# Can you have too much Potassium?



## GulfCoastAquarian (Jul 30, 2002)

It is possible to have too much K, because it can block the uptake of Calcium at high concentrations.


----------



## malkore (Nov 3, 2003)

too much potassium won't cause algae, but does cause calcium uptake problems.
I'd suggest after a water change, you dose about 15ppm of potassium. Then halfway to the next water change, dose another 5-10ppm

Just watch for calcium deficiencies...which is usually seen as new growth with curled up leaves.


----------



## aquabillpers (Nov 28, 2003)

Insufficient phosphates will also "cause" algae, because plants need it. It would be a good idea to check to see what level you have. Aim for about .5 ppm.

From what I've read, excessive potassium is rarely a problem and when it is, it has to be really excessive!

Good luck!

Bill


----------



## Hypancistrus (Oct 28, 2004)

You will find varying opinions, I've read that 20-50 ppm for a planted tank is "optimal," and I've read other opinions that nothing more than 2 ppm is "optimal." Since it can't really be accurately measured cheaply, I simply dose Seachem Potassium 3 times per week at the recommended dose. I do a 36% water change weekly.


----------



## malkore (Nov 3, 2003)

Hmmm, never heard anything over 20ppm for potassium, and I know a lot of poeple that don't go over 10 or 15ppm.
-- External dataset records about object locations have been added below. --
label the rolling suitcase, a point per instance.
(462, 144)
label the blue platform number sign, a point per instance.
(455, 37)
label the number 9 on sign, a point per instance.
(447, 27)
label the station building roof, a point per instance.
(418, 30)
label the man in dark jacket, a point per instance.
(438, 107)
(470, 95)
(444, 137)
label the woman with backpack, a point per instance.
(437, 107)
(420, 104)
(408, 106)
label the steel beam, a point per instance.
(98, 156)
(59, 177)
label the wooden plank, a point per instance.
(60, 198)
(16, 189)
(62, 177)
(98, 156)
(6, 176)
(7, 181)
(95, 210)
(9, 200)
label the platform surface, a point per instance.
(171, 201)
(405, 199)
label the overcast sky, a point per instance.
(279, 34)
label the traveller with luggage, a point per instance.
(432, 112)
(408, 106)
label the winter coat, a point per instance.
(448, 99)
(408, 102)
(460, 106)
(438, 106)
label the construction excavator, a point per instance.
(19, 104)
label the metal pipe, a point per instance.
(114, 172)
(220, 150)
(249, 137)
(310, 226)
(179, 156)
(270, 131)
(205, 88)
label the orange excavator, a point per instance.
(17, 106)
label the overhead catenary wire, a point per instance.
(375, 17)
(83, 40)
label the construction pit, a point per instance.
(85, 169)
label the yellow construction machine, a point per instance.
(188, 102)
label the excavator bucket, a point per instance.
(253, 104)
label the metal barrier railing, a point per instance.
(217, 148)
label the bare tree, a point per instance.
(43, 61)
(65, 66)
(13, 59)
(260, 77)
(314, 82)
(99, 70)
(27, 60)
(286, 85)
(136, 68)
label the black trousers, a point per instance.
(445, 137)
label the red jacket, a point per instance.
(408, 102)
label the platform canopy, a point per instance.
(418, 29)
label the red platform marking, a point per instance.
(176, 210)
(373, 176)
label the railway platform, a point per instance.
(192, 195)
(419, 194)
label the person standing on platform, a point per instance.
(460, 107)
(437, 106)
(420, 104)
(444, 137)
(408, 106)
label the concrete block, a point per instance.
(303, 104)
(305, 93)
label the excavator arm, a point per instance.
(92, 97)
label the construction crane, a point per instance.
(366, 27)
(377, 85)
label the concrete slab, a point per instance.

and yes, low phosphates will lead to nitrate induced algae blooms. This is why we refer to algae being caused by a nutrient imbalance, rather than something being too high.


----------



## aquabillpers (Nov 28, 2003)

What test kits are people using to measure potassium levels?

LaMotte used to offer one, but their web site no longer lists any. Some users of it reported that it was quite cumbersome to use, and they settled for a "enough" (white precipitate) or a "not enough" measurement.

A search of That Fish Place's site brought up almost 100 test kits, but none for potassium.

Bill


----------



## malkore (Nov 3, 2003)

we don't test for potassium. you just estimate how much you'd need. after a 50% water change, most of your potassium will be gone...so dose 10-15ppm.


----------



## grungefreek (Oct 9, 2003)

Is there a web page somewhere that says that an excess in one fert results in the insufficient takeup of another???? Ive seen a few taht show deficiency signs, but none that say an excess in say pottassium leads to insufficient calcium uptake.


----------